US market | US stocks end higher after the Supreme Court rules against Trump tariffs

U.S. stocks closed higher on Friday, led by gains in Alphabet, Amazon and other Wall Street heavyweights after the Supreme Court struck down President Donald Trump’s global tariffs. The U.S. Supreme Court, which has a conservative majority, ruled 6-3 against Trump’s global tariffs, which were introduced last year under a federal law intended for national emergencies. Trump called the ruling a “disgrace” and said he would impose a 10% global tariff for 150 days under Section 122 of the Trade Act of 1974 to replace emergency measures that the Supreme Court struck down.

Investors were relieved that Trump’s recently announced global rate wasn’t higher, said Mike Dickson, head of research and quantitative strategies at Horizon Investments in Charlotte, North Carolina.“Today we are removing some of the uncertainty and moving into the next phase,” said Dickson. Some of Wall Street’s most valuable and widely held companies rose, including a 3.7% rise at Google parent Alphabet, a 2.6% rise at Amazon and a 1.5% rise at Apple.

Shares of US toymaker Hasbro, online furniture retailer Wayfair, Pottery Barn owner Williams-Sonoma and luxury furniture retailer RH – all hit by tariffs – rose between 0.5% and ‌2.3%. Thousands of companies around the world have filed lawsuits challenging Trump’s sweeping tariffs and demanding reimbursement for the duties they paid. According to the economists at the Penn-Wharton Budget Model, there is a risk that more than $175 billion in U.S. tariff collections will have to be refunded.


The S&P 500 climbed 0.69% to end the session at 6,909.51 points.

The Nasdaq rose 0.90% to 22,886.07 points, while the Dow Jones Industrial Average rose 0.47% to 49,625.97 points. Nine of the eleven S&P 500 sector indexes rose 2.65%, led by communications services, followed by a 1.27% increase in consumer discretionary.

This week, the S&P 500 rose 1.08%, the Nasdaq gained 1.51% and the Dow Jones rose 0.25%.

The S&P 500 is up almost 1% in 2026, after a gain of more than 3% in MSCI’s global stock gauge.

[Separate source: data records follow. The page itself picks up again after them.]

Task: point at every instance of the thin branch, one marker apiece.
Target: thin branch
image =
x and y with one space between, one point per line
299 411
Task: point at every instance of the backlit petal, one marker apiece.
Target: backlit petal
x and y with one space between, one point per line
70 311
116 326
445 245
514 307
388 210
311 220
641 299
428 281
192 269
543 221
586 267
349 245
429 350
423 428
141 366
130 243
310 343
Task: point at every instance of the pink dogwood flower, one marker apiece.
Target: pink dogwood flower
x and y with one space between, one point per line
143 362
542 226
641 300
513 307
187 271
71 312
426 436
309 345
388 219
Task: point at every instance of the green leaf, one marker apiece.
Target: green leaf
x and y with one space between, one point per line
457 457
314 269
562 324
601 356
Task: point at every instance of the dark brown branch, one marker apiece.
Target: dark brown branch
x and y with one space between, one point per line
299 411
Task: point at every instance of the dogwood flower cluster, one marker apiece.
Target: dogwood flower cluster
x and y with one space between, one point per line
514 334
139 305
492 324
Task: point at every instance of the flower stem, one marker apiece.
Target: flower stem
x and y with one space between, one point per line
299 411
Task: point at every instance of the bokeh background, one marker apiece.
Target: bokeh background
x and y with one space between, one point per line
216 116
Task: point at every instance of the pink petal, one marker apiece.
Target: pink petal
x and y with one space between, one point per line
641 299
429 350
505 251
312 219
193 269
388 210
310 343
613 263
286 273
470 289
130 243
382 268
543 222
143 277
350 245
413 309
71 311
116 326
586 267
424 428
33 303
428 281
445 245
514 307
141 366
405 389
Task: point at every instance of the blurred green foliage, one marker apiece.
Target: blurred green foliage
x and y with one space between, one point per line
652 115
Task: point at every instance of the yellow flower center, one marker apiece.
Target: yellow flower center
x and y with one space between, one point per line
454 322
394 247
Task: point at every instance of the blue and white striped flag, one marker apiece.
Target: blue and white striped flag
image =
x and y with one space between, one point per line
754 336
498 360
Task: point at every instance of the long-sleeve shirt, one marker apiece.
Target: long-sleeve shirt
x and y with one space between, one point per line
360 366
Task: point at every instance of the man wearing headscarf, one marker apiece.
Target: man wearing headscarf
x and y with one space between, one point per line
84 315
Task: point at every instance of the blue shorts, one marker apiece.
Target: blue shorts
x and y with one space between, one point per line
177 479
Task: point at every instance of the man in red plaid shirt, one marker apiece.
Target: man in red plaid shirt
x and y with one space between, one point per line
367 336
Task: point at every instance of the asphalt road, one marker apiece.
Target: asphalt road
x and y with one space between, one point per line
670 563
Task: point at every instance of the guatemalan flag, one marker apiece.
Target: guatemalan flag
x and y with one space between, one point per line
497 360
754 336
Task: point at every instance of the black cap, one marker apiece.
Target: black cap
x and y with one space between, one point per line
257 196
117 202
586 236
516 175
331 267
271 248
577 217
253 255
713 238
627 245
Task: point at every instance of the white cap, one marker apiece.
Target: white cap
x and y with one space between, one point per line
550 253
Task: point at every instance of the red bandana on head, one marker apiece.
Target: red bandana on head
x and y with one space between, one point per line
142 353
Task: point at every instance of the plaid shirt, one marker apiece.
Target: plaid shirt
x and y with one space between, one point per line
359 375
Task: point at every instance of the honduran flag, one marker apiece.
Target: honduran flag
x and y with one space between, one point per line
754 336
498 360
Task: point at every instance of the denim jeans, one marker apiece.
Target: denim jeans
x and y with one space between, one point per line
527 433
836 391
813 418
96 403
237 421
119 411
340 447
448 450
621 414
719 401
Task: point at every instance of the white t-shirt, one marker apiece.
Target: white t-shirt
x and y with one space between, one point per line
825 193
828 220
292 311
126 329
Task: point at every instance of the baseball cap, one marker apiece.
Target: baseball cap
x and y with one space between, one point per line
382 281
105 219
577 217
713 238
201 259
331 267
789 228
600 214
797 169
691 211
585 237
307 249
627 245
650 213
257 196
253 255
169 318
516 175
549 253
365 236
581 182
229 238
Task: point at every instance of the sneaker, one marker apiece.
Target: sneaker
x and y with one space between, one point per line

Data released early in the day showed US economic growth slowed more than expected in the fourth quarter, while a separate reading showed inflation rose in December. Traders see a little more than a 50% chance that the Fed will cut rates at its June policy meeting, according to CME’s FedWatch Tool. Investors nervous about the health of Wall Street’s AI rally will scrutinize Nvidia’s quarterly results next Wednesday. AI-linked tech stocks have been on the move in recent months due to concerns about high valuations and limited evidence that massive investment in AI drives revenue and profit growth.

Industries ranging from software to logistics have also been hit by concerns that rapidly improving AI tools could disrupt their business models and intensify competition.

Akamai Technologies fell 14% after the cloud company forecast first-quarter adjusted earnings that were lower than Wall Street estimates.

Within the S&P 500, advancing issues outpaced declining issues by a 2.0-to-one ratio.

The S&P 500 recorded 34 new highs and 7 new lows; the Nasdaq recorded 81 new highs and 153 new lows.

Volume on US exchanges was relatively low, with 18.3 billion shares traded, compared to an average of 20.3 billion shares over the previous twenty sessions.